When the end finally came in April of 1925, it was Mary Louise, not Birdie, who was by his side. His longtime business partner E.W. Sargent, took control of the businesses while Mary Louise settled into a quieter life at Miradero. She died in a car accident on one of her cherished automobile trips East in 1945. And Birdie? She lived a frugal life as a frumpy “widow,” dying in 1954 in a duplex on Brand Boulevard. How appropriate.
The Shoseian “Whispering Pine” Japanese Tea House, built in 1974 through combined efforts of the Sister Cities of Glendale and Higashi-Osaka, Japan is one of the few traditional Japanese Teahouses open to the public in the United States.
Nestled at the foot of the Verdugo Mountains beside a Koi pond in a charming Japanese-style garden setting, the Teahouse is a lovely little oasis after a hike in the hills surrounding the park.
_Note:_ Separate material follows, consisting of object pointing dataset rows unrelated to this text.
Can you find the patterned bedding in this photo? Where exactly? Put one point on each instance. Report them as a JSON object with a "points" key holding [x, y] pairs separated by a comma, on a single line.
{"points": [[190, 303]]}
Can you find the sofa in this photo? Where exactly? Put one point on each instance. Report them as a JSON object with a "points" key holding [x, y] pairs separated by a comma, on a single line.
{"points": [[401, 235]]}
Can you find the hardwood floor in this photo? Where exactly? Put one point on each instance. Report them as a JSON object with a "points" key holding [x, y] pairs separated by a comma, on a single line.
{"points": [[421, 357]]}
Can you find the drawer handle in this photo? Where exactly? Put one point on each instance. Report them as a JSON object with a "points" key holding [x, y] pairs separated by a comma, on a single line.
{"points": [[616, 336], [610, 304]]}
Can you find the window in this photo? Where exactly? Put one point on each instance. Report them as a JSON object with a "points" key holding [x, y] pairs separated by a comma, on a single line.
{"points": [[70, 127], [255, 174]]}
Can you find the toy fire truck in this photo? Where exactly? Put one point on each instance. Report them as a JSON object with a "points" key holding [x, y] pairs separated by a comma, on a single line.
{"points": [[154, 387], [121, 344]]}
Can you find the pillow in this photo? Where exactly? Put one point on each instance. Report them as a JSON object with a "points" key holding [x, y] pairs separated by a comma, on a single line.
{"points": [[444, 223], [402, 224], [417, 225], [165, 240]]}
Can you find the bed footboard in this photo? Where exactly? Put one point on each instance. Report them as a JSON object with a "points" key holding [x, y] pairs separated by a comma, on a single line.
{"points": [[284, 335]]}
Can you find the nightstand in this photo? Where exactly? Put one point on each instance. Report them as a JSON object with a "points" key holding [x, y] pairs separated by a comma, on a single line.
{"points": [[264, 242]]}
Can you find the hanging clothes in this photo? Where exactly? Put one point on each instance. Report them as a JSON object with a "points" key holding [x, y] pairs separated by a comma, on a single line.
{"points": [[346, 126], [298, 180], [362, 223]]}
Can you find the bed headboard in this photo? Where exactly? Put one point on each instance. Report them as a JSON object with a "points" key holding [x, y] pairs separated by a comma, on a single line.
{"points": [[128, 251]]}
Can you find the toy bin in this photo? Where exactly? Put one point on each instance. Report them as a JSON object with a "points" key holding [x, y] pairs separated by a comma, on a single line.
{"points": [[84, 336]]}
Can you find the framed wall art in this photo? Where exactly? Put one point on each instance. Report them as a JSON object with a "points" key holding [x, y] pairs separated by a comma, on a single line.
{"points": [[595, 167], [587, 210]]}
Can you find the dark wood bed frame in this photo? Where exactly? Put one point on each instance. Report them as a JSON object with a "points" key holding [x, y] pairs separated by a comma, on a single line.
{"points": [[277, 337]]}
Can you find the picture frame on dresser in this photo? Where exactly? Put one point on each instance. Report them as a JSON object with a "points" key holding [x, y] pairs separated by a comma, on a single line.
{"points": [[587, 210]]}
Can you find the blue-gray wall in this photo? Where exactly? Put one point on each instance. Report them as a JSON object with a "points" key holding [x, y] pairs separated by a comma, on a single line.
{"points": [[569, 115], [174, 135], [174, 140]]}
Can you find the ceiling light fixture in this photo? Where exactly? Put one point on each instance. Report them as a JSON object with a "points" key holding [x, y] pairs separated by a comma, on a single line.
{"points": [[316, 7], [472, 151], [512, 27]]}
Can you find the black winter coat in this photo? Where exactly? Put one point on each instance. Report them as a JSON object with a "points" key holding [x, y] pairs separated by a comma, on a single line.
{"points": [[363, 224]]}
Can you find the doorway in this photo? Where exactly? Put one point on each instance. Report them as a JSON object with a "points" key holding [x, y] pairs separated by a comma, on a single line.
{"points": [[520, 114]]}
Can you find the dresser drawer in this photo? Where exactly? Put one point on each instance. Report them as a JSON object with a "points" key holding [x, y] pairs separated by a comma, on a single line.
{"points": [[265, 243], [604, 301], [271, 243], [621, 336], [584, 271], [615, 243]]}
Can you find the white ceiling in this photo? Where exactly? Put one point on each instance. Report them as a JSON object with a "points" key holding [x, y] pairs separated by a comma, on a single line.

Located behind the Teahouse, is the “Doctors House Museum” which is an authentically restored Queen Anne-Eastlake style home that was built around 1888. The two story house originally stood at 921 East Wilson Avenue in Central Glendale. It got its name after four different Glendale physicians owned it in succession.
Threatened with demolition in 1979, community activists organized to save it and formally incorporated The Glendale Historical Society on October 24, 1979.
Ice, ice [box] baby, too cold.
Yeah, we’ll take some of that ice Mr. Iceman.
The silhouette of an old sewing machine looks out towards the Brand family cemetery. The cemetery which includes the pyramid-shaped headstone of Leslie C Brand, his relatives and beloved pets, can be found behind a locked gate on one of the trails leading up the hillside behind the Doctor’s House.
Some dolls have a tea party in a small hidden room off the children’s bedroom on the second floor. Michael Jackson would approve.
Between 1917 and 1920, The Doctors House was the home of Nell Shipman, the multi-talented pioneer of the silent screen. What, you’ve never heard of Ms. Shipman? Me neither but she seemed like a fun gal.
In addition to being a major film star of her era, she was also an animal trainer, stunt woman, and writer/director/producer of several films. From an early age, she developed a respect toward animals and later fought for animal rights in Hollywood speaking out against animal cruelty. She rescued as many as she could accommodate and ultimately ended up with her own zoo containing over 200 animals. Her company went bankrupt in 1924 forcing her to send her animals to the San Diego Zoo because of her inability to pay the maintenance costs. Poor Nell.
Sunlight projects through the stained glass window on the front door.
What ails you? Doctors would often become addicted to the same drugs they prescribed to their patients. So not much has changed really.